2. Add a new SATP claimrule with PSP_RR for device vendor and model.
~ # esxcli nmp satp addrule  --satp=VMW_SATP_CX --psp=VMW_PSP_RR --vendor=myVendor  --model=mymodel
This is one of the best option that lets user select a PSP for a specific target.Lets say you have two arrays Array1 and Array2 both claimed by same SATP. If you want the devices corresponding to Array1 to be configured with PSP RR without affecting the devices from Array2, then this is the right option.This is one of the way by which you can mass configure devices with PSP RR for specific target.This will not change the default PSP for the SATP, but will insert a new SATP rule into the SATP rule list, for the target with specific Vendor and Model name.
Cleanup can be done using
 ~ # esxcli nmp satp deleterule  --satp=VMW_SATP_CX --psp=VMW_PSP_RR --vendor=myVendor  --model=mymodel 

3. Add a SATP-PSP claimrule with your device name.

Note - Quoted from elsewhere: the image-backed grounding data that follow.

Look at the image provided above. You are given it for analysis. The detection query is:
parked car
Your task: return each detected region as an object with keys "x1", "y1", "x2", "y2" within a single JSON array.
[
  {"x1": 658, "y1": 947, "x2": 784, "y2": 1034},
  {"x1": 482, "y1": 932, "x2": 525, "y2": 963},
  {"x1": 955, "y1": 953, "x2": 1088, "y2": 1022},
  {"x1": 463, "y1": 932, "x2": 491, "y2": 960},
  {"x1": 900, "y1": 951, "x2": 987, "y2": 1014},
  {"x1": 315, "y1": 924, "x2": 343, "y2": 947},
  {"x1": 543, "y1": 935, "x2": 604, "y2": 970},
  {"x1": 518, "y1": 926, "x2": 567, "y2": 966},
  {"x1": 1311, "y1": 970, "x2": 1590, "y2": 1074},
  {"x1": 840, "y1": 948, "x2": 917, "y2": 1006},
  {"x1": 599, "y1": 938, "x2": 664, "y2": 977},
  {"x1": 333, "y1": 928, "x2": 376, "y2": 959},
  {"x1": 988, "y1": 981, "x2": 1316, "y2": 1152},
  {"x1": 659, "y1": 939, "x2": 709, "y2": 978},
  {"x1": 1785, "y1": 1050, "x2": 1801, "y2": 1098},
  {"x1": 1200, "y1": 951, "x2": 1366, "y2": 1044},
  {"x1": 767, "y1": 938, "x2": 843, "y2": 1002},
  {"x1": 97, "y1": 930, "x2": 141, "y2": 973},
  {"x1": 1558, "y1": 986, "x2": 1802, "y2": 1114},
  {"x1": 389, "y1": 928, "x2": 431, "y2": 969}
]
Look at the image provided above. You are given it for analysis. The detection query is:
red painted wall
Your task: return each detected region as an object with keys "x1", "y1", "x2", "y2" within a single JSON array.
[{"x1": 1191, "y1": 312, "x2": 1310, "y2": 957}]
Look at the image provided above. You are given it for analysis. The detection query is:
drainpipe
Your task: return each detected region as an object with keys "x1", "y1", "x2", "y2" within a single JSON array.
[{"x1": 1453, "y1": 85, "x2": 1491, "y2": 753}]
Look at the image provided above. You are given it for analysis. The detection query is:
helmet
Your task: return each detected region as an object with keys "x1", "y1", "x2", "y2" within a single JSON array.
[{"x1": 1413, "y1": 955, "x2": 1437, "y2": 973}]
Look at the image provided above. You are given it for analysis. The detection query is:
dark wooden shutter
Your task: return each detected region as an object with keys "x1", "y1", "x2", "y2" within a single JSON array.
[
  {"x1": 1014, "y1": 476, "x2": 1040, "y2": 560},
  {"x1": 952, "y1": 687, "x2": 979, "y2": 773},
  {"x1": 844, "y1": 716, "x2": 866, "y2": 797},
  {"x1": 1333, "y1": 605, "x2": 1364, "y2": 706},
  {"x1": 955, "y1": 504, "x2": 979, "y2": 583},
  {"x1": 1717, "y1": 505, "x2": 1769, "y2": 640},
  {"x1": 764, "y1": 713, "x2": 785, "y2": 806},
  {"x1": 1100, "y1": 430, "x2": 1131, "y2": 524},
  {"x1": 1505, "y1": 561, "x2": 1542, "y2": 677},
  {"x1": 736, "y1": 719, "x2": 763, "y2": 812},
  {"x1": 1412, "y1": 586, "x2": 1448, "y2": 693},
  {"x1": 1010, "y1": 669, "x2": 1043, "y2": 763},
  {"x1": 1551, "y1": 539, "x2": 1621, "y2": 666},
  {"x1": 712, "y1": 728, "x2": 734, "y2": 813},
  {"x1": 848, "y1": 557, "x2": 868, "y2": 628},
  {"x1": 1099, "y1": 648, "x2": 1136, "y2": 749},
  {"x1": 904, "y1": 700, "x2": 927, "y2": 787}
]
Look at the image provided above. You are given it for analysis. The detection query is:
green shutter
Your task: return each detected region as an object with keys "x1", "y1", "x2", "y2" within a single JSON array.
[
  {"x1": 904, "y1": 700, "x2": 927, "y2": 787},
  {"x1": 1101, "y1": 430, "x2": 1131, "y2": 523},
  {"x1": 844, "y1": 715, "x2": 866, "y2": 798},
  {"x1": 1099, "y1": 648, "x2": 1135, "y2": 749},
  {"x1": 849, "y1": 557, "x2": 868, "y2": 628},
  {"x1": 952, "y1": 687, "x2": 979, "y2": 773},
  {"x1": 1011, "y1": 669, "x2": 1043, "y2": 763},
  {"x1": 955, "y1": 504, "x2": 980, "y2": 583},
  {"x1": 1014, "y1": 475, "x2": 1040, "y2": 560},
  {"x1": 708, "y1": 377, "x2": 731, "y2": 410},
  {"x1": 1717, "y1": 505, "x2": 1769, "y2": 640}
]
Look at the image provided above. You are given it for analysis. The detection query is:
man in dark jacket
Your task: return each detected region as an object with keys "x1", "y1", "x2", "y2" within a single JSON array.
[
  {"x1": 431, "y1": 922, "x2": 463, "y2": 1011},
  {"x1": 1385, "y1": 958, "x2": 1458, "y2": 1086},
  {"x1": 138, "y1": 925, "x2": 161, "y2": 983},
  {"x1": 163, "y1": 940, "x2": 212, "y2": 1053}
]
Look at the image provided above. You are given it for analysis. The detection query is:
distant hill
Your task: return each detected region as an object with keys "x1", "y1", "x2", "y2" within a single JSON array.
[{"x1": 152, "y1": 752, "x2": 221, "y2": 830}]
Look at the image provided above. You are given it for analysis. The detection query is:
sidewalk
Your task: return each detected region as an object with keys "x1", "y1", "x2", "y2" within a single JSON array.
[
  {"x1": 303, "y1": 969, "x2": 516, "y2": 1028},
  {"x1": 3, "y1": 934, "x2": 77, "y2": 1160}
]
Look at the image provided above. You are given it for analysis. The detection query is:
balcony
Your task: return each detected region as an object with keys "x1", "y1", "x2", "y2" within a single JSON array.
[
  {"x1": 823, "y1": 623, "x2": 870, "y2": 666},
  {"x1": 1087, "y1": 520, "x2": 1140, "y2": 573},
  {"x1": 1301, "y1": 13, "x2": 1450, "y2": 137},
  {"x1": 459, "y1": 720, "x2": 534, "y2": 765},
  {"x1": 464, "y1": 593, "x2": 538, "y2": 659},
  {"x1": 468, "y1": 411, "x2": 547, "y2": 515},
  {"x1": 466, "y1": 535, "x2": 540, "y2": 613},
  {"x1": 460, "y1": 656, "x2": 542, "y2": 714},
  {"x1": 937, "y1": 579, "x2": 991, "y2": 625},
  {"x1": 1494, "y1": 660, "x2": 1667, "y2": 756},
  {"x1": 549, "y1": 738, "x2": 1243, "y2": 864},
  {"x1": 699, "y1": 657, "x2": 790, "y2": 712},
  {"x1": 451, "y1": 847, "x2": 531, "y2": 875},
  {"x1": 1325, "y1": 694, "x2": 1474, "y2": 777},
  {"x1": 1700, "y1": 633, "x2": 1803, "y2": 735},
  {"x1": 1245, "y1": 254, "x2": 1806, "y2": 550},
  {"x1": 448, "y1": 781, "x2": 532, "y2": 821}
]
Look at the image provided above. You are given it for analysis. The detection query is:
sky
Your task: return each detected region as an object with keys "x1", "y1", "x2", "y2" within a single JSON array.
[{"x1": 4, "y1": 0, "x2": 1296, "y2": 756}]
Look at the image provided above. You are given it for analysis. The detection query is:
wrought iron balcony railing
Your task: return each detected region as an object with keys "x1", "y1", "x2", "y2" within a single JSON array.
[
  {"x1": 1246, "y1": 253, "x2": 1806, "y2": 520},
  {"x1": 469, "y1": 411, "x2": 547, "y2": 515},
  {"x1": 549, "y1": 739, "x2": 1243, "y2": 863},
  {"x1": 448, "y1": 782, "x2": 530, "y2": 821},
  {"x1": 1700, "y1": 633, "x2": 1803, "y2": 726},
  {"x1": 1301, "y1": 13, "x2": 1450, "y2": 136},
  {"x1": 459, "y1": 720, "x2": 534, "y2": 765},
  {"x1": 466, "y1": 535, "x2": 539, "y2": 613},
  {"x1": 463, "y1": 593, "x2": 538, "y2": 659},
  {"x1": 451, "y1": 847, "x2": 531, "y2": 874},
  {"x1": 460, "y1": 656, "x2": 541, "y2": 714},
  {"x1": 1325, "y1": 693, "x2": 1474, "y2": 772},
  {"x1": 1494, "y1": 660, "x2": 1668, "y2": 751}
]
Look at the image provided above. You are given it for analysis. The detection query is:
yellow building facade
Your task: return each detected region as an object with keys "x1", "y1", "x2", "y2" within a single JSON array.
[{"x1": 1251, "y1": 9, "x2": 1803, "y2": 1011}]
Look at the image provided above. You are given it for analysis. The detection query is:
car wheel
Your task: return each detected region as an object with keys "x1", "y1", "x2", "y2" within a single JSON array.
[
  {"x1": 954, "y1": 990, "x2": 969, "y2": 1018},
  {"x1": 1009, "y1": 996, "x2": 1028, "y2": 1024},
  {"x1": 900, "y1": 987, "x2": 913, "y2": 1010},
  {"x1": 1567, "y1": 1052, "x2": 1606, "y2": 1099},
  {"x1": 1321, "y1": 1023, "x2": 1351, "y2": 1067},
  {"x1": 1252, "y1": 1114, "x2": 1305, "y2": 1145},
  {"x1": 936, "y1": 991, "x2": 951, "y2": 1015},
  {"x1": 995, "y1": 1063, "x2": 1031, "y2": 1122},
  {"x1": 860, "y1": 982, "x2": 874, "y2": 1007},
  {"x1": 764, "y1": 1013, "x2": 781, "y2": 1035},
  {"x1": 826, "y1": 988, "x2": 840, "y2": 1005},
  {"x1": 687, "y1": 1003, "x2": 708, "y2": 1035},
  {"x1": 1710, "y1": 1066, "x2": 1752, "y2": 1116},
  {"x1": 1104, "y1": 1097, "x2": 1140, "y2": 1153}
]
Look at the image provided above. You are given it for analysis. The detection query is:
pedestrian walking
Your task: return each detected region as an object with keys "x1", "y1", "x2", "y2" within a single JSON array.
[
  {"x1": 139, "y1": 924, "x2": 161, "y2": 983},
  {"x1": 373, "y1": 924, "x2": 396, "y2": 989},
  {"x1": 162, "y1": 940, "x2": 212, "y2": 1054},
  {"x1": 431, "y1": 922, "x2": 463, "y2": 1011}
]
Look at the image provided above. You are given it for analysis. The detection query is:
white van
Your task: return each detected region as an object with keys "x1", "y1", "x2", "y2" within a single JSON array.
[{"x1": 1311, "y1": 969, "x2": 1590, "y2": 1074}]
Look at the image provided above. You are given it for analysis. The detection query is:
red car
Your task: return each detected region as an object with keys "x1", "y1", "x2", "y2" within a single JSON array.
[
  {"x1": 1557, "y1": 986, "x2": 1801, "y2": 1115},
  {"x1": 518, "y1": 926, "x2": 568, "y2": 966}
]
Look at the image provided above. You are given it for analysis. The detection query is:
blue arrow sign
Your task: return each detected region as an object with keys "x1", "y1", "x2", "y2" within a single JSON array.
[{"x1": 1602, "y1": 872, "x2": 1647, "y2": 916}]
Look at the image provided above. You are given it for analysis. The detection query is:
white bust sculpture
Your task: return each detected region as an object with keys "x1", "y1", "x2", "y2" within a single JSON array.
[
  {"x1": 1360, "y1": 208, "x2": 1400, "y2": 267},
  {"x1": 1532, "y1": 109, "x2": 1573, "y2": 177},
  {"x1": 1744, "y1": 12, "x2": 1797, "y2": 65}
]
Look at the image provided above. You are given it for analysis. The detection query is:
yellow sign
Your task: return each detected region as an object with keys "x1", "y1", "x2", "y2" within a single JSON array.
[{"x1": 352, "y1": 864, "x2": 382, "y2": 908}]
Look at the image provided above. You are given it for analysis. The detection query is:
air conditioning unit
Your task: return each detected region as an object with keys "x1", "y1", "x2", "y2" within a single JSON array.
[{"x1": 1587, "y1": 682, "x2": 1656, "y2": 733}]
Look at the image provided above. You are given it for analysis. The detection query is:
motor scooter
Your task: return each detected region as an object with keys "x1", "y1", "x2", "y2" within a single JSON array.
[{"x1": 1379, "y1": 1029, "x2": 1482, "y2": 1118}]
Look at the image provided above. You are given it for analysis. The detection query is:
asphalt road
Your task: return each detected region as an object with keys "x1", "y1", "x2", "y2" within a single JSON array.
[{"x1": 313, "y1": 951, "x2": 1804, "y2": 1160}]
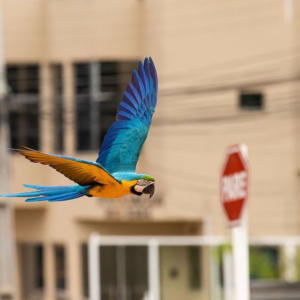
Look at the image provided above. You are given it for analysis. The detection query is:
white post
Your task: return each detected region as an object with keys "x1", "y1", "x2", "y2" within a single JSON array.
[
  {"x1": 89, "y1": 233, "x2": 101, "y2": 300},
  {"x1": 223, "y1": 249, "x2": 234, "y2": 300},
  {"x1": 148, "y1": 239, "x2": 160, "y2": 300},
  {"x1": 232, "y1": 144, "x2": 250, "y2": 300},
  {"x1": 284, "y1": 241, "x2": 296, "y2": 282},
  {"x1": 232, "y1": 212, "x2": 250, "y2": 300}
]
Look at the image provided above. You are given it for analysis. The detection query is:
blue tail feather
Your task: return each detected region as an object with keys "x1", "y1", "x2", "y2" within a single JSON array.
[
  {"x1": 23, "y1": 184, "x2": 75, "y2": 190},
  {"x1": 25, "y1": 192, "x2": 83, "y2": 202},
  {"x1": 1, "y1": 184, "x2": 88, "y2": 202},
  {"x1": 49, "y1": 192, "x2": 83, "y2": 202}
]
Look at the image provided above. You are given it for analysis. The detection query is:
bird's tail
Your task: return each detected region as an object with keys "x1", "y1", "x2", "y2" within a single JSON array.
[{"x1": 0, "y1": 184, "x2": 89, "y2": 202}]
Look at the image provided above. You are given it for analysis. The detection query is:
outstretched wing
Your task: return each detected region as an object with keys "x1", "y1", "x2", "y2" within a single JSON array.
[
  {"x1": 14, "y1": 147, "x2": 121, "y2": 186},
  {"x1": 96, "y1": 57, "x2": 158, "y2": 173}
]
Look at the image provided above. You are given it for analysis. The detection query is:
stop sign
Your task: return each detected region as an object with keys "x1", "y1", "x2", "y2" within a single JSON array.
[{"x1": 220, "y1": 144, "x2": 249, "y2": 227}]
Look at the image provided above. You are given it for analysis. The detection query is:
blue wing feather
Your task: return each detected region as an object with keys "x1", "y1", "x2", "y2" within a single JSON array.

When you have configured MSCS on your ESX host and using some of the LUNs for the MSCS cluster, then above to options are not the right ones. The reason SCSI3 reservations used by MSCS. There is a VMware KB article on this.When you want to configure a few of the specific devices with PSP RR then you can run
~ # esxcli nmp satp addrule  --satp=VMW_SATP_CX --psp=VMW_PSP_RR --device=naa.600a0b8000479284000004f04c8ddfa5
For cleanup:
~ # esxcli nmp satp deleterule  --satp=VMW_SATP_CX --psp=VMW_PSP_RR --device=naa.600a0b8000479284000004f04c8ddfa5
Few things to note.
For all the SATP rules to take effect, unclaim, load and run new SATP rules.
~ # esxcli corestorage claiming unclaim -t location
~ # esxcli corestorage claimrule load
~ # esxcli corestorage claimrule run
Newly added rules will be visible in the satp rule list.
~ # esxcli nmp satp listrules         
                                                                                                                      
The rules will be permanently added to /etc/vmware/esx.conf file.The changes will persist across the reboot.To undo the changes, use the esxcli commands as mentioned above.

Without host profiles you can use GUI to configure PSP RR on device basis only[Option 3].